In a statement issued late on Wednesday, Mr. Varadarajan said he had come to know about the FIRs through social media. “A bare perusal of the FIR shows that it is politically motivated and the offences invoked are not even remotely made out,” Mr. Varadarajan said.

The government of Yogi Adityanath in Uttar Pradesh does not seem to have learnt anything despite the strictures passed against it by the Supreme Court in June 2019 when the court ordered the release of the journalist Prashant Kanojia whom the State had illegally arrested, he said. The right to liberty is a fundamental right and non-negotiable, the court had said, added Mr. Varadarajan.

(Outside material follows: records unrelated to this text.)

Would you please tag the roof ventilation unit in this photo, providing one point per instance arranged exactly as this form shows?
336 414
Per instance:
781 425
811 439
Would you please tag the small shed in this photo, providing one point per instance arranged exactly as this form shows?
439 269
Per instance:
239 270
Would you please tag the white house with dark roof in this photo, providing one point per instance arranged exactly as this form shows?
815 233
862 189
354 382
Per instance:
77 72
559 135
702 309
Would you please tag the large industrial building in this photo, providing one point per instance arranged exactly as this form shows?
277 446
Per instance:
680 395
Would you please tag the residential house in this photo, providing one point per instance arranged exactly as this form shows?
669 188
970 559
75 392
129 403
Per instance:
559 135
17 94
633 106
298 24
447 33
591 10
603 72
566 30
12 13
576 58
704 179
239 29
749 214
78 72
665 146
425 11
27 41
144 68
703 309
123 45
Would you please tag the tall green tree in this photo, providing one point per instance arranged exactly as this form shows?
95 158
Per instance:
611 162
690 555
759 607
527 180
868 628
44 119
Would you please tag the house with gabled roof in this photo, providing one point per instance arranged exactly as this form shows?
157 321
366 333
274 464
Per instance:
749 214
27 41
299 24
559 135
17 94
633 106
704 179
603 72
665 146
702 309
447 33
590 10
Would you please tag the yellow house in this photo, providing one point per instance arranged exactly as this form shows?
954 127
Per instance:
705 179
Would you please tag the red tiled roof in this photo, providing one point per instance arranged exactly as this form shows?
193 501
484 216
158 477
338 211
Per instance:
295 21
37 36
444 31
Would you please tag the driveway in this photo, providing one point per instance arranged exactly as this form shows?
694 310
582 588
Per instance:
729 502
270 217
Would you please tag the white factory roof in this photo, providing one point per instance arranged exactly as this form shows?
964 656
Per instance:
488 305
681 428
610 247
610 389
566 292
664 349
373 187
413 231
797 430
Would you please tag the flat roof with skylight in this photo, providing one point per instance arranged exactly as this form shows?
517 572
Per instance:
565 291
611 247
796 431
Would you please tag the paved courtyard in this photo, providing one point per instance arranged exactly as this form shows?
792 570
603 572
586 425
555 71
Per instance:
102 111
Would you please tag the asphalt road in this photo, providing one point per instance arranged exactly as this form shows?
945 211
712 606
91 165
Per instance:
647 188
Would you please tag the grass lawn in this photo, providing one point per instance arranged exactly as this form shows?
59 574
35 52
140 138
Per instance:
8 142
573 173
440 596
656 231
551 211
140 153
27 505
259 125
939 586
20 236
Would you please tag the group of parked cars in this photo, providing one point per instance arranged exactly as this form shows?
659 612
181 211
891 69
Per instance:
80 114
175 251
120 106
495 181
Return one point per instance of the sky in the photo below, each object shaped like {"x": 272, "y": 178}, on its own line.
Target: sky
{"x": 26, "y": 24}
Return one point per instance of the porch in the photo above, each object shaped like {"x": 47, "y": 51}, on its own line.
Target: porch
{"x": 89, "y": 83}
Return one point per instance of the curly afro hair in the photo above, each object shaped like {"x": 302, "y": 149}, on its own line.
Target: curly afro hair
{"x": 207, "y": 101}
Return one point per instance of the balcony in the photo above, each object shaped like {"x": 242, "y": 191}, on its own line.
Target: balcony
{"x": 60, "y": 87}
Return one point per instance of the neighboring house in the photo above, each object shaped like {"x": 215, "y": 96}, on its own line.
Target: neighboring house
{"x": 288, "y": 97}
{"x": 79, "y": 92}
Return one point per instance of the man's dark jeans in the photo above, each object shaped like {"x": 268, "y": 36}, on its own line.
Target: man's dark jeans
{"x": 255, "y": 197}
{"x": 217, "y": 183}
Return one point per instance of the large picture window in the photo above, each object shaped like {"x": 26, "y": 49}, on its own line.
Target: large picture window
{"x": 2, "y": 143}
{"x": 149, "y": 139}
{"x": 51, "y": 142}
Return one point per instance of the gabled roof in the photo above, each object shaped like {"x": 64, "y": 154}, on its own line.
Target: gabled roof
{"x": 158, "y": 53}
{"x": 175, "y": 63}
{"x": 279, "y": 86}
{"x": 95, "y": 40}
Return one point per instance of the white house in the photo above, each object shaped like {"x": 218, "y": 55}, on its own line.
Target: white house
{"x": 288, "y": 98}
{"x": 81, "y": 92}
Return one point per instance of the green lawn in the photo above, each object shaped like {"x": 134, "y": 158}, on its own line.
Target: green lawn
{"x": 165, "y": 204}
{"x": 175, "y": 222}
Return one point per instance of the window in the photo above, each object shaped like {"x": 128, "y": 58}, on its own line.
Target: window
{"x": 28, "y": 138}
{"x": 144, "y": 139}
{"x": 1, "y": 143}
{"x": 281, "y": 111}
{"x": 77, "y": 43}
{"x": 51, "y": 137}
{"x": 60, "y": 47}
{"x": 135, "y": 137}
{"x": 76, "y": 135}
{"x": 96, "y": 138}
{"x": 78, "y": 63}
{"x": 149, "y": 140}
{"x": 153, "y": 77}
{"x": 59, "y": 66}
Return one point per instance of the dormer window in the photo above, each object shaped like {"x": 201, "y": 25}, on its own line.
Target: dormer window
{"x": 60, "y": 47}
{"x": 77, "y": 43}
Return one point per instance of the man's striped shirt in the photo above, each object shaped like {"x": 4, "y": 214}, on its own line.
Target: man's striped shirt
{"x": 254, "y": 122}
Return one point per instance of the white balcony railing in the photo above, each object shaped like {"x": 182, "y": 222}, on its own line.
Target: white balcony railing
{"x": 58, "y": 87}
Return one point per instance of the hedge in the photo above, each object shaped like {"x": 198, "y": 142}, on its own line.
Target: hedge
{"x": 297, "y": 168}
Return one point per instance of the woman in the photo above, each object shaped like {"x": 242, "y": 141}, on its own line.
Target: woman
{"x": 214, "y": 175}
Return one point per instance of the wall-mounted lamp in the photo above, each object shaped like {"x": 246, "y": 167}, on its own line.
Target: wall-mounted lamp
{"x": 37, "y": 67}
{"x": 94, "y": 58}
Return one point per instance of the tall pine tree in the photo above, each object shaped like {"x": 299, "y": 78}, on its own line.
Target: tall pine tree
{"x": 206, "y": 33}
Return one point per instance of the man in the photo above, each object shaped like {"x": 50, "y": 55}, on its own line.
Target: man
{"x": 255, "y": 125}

“What the FIR says I have stated — that Chief Minister Adityanath attended a public religious event in Ayodhya on March 25 after the Prime Minister had announced a national lockdown — is a matter of record,” he said.

In another statement, the founding editors of The Wire condemned the FIRs and said the offences invoked in them were “not even remotely made out and that it is aimed at stifling legitimate expression and factual information.”

“The Uttar Pradesh police seem to think its job is to go after those who criticise the Chief Minister,” they said, calling the FIR a blatant attack on the freedom of the press.